Gillian: What do you do when you first wake up in the morning?
Kate: The first thing I do is thank God for the fact I've woken up to a new day. Then I take the dog in the garden and get to the coffee pot as fast as possible. I'm not human until I've had that cup of coffee!!! After that I check my phone.
Gillian: Computer, laptop, back of napkins?
Kate: Computer and back of napkins, receipts, bills, anything...
I love my computer. It doesn't always love me and lets me down, but I wouldn't be able to write if I had to do it long hand or on an old typewriter. I know some writers prefer that, but I'm constantly changing things when I write so the computer is best for me. But as I go about my day I'm often scribbling down notes on anything that comes to hand.
Gillian: What authors do you read?
Kate: My heroes are: Jon Breakfield, Elmore Leonard and Wilkie Collins.
Gillian: What is your favourite genre?
Kate: I don't really have one..,I enjoy reading all different things. But I do quite like detective and suspense novels. I like Wilkie Collins because his novels are full of suspense but at the same time are concerned with the plight of women and social & domestic issues of his day.

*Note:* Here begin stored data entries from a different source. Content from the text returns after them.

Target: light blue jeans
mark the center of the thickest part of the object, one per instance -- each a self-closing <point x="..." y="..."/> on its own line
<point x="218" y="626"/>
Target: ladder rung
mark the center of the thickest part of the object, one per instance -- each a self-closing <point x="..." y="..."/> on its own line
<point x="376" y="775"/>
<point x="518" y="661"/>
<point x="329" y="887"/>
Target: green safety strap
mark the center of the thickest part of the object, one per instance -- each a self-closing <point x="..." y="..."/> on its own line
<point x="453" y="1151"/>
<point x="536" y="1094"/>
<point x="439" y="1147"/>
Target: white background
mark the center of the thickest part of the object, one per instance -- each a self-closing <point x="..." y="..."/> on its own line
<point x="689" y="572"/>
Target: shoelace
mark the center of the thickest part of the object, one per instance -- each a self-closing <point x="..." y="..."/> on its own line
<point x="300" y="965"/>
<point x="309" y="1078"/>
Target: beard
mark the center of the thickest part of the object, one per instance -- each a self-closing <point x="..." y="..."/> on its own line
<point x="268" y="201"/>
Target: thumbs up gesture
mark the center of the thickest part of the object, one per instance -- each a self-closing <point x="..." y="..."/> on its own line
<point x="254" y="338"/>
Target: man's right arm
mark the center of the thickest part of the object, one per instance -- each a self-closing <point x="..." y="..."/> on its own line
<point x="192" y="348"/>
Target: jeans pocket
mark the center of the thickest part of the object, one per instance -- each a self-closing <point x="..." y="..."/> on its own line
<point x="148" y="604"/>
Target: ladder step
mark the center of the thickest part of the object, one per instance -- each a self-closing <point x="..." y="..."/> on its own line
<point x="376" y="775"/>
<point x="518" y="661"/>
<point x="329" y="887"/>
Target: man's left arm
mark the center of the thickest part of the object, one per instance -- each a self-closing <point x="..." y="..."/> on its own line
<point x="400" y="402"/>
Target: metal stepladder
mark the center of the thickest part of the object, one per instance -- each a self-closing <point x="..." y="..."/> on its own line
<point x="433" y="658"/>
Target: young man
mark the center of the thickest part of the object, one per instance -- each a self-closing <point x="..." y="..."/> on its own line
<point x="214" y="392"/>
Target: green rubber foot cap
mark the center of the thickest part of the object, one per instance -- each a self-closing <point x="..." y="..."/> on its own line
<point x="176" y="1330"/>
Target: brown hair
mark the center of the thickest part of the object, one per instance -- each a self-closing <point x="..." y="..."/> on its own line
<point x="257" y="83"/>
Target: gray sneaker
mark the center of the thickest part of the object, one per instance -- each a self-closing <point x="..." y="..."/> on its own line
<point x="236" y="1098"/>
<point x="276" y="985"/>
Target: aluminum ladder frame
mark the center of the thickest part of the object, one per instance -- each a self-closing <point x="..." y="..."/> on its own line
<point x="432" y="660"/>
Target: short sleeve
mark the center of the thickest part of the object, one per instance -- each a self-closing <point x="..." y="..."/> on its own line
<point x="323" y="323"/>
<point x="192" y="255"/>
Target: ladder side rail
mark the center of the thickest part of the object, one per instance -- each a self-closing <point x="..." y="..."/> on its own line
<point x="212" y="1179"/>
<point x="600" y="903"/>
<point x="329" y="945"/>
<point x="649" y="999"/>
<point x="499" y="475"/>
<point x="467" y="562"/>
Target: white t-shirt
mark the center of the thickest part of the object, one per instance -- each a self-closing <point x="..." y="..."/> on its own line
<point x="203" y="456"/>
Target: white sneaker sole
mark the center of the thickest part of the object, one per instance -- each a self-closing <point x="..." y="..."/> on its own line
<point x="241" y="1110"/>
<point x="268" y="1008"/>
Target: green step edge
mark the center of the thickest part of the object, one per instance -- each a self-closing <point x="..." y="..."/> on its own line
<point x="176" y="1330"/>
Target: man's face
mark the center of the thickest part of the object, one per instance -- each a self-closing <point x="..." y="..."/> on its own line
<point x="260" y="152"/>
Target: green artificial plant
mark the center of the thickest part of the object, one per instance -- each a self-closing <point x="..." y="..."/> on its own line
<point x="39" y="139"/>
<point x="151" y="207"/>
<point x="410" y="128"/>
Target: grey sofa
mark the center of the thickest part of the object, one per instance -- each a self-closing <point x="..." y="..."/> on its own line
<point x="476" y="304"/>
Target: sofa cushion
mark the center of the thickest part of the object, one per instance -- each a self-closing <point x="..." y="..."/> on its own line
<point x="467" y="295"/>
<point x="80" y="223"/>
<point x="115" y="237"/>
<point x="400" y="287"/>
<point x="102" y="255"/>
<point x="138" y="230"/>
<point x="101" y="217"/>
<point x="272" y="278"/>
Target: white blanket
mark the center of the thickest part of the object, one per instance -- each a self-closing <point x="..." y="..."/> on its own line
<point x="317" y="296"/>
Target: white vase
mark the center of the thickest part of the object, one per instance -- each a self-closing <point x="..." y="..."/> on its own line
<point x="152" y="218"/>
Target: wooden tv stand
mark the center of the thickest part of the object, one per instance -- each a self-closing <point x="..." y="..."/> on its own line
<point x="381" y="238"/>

Gillian: Do you find the writing process painful? If so, what tricks do you use to get it going?
Kate: To write it down physically, yes, I do find that painful because I'm never, ever happy with how it's coming out and time is always an issue. To write in my head comes easy. I would love to just dictate it to a secretary! I'm sure it would be easier. However, when sitting at my computer I find a large G&T often helps! My son also makes me endless playlists so I listen to music a lot. My story about Kate has a definite sound track.
When I was writing, I imagined the soundtrack to the movie of the book. (A girl can dream!)
Usually, I just get into writing when it's time to cook dinner or my husband has lost his keys or the dog needs walking or something else I have to leave the computer for! It's very frustrating!
Gillian: What got you writing in the first place?
Kate: I started writing at about 10 years of age. It was a way of escaping. I didn't have a particularly happy childhood and so I escaped by writing stories in my head. I invented characters and on the long walk home from school there would be another episode of their story playing in my head. Later, I started writing it down. Over the years it became apparent to me that writing was very cathartic. Whatever I came up against in life, if I wrote it all down I felt able to deal with it. A few years ago, I picked up a writing magazine in the newsagent and there was a competition for a short story. I entered it without telling anyone and much to my surprise, I won. I thought maybe there was a chance I might be able to do this. So I sent off short stories to different magazines and a few got accepted. I pushed myself out of my comfort zone and persuaded a local newspaper to let me do restaurant reviews. So I did a few of those. I was hugely interested in script writing and that's when I stumbled across Jon and his course. I cashed in my premium bonds to help pay for it. But I wouldn't tell him I cleaned for a living because I felt ashamed about it and because when people hear you 'clean' they assume you do it because you have the IQ of a dented kettle. When I finally told him he said he'd cleaned for a living once and why would he think any less of me? I have an online store now, but I still clean.
Gillian: What's next in my life?
Kate: I want to just keep writing. I've been so privileged to be coached by Jon Breakfield and I've had so much support from him and Gabrielle, I want to make them proud of me, I guess. So to carry on writing and come out with another book would be great.
Gillian: If you could have one wish, what would it be?
Kate: This is a hard one. Obviously, I should say world peace! But really what I would wish for is for my family to be happy and healthy.